I replied to her, "you didn't step on toes at all, I in fact was going to suggest that we need to do something with D11 cause it wasn't fair for her to treat you that way when we are both equally at fault, and that we handle it as a united front." I told her she did well and she agreed on the united front in the future.

So Mike & Ping guess what is coming next? You got it... a R talk started by her, but thanks to you guys I was expecting it TY.

I decided since she started it & it being the 1st time she was willing to talk about it I would venture along cautiously and listen to what she had to say.

She started off with, "you seem so happy now, when I saw you at soccer games or the other day at Mickie D's you have been so upbeat about things, was I such a bi**h to live with that now that I am gone you're happier w/o me?" I said, "I can see how you would feel that way, but honestly it has nothing to do with that." She said, "I must have really been a thorn in your ars for you to be sooo happy now." I said, " I can see how you would assume that, but don't assume that is not right of you to do." I said, "I am dealing with the sitch that has been dealt and am working on some things I didn't like about me, my position on this has not changed as I have told you before." She says, "as I said the other night I really am working through this and trying to find myself & what went wrong (I validate), but I made my bed and now I must lie in it and think it is too late cause you seem to be moving on." (Is she at the same website I am at WTF?) I chose not to answer on this one and we moved on.

She then proceeds to apologize for the things she has done and that she knows she has really put us in a BIG financial crunch, but she just didn't know what else to do she said, "it was flight or fight" (SC/Gypsy spot on) She goes on to say, "it wasn't just about us it was about the kids & it was probably a bad decision to move but I was just lost, I am not happy in my job or what I am doing." I have thought all along it might be abit of MLC on her part and was just tieing everything up into 1 large ball of anger.
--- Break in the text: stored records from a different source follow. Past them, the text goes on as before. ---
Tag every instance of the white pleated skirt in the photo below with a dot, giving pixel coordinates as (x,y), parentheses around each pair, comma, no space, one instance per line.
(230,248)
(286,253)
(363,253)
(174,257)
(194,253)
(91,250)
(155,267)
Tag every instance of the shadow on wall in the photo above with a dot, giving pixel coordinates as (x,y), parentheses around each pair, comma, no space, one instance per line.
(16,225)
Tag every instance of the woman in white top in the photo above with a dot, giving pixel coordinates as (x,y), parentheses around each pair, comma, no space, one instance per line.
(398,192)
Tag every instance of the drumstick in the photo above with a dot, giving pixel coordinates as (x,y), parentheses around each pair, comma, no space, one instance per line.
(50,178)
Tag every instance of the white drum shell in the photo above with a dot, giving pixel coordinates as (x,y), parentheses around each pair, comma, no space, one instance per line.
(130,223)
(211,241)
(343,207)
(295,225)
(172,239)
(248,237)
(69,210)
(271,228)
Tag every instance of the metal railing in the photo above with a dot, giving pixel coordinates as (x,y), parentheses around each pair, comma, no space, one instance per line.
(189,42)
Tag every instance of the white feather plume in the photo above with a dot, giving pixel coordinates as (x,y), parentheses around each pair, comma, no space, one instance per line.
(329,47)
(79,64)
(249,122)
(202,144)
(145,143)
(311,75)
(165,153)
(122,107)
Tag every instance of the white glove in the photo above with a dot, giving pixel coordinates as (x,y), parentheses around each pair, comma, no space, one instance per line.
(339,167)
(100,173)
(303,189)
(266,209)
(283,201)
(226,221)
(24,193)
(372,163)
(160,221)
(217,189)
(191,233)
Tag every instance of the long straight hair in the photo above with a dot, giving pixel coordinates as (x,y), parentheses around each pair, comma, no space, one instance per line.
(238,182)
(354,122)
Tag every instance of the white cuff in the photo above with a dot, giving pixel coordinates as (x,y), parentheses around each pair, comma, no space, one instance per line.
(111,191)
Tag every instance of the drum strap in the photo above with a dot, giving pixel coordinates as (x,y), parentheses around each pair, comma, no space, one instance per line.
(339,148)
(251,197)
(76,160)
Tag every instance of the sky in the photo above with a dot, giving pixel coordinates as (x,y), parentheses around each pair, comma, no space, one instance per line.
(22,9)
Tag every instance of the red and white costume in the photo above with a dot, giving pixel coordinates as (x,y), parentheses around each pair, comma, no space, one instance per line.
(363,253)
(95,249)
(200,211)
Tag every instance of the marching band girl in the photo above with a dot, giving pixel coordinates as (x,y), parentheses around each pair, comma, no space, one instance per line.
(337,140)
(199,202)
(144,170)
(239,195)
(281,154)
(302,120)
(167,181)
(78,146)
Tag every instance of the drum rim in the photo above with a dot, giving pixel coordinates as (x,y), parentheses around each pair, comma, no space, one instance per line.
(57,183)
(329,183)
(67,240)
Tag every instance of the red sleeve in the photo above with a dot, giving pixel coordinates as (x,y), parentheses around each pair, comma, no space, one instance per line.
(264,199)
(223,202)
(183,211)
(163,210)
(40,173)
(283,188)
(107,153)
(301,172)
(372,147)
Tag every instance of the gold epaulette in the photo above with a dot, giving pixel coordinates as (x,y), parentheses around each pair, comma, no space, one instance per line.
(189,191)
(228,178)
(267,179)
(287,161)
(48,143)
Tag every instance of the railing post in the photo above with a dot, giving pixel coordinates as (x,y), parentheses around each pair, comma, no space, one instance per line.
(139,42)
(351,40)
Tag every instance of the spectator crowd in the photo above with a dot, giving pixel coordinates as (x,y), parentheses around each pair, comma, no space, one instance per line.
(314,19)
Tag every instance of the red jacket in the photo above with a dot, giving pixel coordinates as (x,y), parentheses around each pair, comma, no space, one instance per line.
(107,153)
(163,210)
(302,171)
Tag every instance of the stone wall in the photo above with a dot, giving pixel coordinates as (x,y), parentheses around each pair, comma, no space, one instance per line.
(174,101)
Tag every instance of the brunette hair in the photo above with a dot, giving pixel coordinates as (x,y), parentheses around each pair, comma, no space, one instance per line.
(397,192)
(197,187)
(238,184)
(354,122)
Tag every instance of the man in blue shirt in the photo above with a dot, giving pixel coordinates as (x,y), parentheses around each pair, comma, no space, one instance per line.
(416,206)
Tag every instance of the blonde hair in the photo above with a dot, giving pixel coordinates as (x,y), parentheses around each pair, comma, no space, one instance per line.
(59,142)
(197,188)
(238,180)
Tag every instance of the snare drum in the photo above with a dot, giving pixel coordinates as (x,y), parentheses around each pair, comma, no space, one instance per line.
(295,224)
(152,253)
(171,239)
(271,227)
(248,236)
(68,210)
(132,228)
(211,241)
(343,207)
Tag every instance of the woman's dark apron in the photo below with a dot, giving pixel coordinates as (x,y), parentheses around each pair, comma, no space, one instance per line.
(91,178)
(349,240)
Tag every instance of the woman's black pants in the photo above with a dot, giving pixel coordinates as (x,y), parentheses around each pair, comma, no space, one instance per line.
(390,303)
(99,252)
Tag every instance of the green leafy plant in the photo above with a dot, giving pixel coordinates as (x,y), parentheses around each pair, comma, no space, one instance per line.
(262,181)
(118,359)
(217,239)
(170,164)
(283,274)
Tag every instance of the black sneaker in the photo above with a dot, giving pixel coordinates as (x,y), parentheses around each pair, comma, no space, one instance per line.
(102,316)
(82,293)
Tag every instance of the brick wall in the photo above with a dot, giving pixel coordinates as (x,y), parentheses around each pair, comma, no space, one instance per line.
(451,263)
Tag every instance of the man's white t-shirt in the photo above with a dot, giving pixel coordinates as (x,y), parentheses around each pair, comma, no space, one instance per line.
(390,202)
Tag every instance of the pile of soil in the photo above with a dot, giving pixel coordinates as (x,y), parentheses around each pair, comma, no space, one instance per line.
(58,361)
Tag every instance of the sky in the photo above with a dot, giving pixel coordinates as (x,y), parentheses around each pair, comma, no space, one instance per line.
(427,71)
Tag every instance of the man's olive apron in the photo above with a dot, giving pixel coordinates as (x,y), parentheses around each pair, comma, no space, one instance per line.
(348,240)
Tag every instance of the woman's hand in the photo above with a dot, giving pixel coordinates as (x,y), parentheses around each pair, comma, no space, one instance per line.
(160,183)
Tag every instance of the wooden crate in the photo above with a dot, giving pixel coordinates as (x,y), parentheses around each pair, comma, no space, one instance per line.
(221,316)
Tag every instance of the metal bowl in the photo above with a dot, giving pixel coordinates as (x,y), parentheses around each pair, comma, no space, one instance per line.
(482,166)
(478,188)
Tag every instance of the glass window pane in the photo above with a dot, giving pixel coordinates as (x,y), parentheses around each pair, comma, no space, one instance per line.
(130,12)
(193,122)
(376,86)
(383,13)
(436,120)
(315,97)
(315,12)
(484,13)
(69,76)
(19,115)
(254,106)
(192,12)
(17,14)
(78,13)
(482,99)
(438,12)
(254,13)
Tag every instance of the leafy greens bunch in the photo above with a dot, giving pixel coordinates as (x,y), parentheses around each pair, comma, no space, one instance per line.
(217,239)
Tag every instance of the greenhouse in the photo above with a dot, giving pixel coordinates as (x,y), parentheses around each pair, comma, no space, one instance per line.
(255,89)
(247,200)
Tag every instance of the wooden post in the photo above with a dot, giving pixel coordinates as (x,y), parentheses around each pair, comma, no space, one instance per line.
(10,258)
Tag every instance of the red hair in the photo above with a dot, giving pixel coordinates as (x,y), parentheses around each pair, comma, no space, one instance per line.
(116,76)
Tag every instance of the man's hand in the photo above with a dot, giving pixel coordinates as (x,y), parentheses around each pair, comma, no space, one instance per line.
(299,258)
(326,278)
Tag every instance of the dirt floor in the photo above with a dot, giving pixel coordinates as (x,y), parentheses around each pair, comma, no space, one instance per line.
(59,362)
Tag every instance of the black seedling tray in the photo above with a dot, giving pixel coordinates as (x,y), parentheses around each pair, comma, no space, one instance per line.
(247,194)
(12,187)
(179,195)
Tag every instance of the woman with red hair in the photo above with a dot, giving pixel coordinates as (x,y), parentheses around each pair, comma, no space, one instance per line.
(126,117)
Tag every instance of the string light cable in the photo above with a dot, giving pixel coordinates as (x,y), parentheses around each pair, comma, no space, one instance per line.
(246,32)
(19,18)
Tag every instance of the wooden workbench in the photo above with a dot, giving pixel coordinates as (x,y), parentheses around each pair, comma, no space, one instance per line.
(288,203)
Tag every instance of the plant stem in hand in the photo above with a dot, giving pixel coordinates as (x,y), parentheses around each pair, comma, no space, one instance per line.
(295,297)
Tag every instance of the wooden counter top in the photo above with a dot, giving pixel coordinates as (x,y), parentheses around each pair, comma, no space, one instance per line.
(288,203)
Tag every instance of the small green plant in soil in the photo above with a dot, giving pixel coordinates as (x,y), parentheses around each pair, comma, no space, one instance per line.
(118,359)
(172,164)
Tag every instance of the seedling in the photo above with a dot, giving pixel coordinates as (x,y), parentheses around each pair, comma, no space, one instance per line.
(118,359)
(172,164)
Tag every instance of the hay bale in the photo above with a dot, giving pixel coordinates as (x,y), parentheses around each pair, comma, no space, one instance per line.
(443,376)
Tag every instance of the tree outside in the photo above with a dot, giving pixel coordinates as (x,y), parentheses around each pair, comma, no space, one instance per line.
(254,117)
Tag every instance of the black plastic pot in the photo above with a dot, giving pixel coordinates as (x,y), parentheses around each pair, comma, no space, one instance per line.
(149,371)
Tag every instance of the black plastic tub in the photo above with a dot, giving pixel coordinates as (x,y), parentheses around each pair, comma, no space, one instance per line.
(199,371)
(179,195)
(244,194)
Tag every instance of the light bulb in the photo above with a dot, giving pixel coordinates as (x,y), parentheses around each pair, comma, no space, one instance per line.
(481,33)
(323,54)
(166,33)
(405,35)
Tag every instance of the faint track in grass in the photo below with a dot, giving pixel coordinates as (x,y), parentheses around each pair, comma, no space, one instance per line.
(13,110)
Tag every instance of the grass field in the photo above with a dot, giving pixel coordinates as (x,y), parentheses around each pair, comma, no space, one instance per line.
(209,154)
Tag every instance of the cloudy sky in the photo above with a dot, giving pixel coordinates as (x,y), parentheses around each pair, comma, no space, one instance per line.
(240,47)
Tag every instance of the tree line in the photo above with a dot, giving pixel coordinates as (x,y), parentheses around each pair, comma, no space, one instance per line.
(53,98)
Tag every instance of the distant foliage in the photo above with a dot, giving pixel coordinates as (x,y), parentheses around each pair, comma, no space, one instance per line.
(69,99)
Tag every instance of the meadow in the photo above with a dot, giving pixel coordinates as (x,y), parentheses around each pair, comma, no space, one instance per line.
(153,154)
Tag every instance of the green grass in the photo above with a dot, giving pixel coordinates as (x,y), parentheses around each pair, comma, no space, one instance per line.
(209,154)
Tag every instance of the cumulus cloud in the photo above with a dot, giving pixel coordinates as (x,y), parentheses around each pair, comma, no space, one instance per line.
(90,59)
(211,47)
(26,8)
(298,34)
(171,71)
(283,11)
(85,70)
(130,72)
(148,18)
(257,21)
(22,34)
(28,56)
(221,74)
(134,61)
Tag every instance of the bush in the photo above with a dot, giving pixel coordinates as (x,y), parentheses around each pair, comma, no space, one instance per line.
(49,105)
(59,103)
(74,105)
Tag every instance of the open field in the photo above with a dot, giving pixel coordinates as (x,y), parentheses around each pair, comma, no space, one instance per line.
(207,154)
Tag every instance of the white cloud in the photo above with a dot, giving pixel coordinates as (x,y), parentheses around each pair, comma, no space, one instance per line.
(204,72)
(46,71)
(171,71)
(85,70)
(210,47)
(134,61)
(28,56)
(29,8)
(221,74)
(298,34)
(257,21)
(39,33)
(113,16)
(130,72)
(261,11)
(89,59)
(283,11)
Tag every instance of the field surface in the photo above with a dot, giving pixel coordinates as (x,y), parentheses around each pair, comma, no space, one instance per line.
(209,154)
She said, "the anger was just eating me up and it was slowly killing me, I know that I treated you so badly the last 9 months and it rubbed off on the kids I am sooo sorry for that, I don't blame you for moving on." I chose to answer here, may not have been up to Db standards but I said, "I have told you in the past my stance & that is to stand for our marriage, I have no time line (bad gives her room to play limbo)
you asked for space I did not stop you, the only thing I asked was that you not make decisions on the basis of your 'pride' & not being able to say you might have been wrong, it is okay to be wrong and not to judge my actions as any type of a sign." (I know that was wrong).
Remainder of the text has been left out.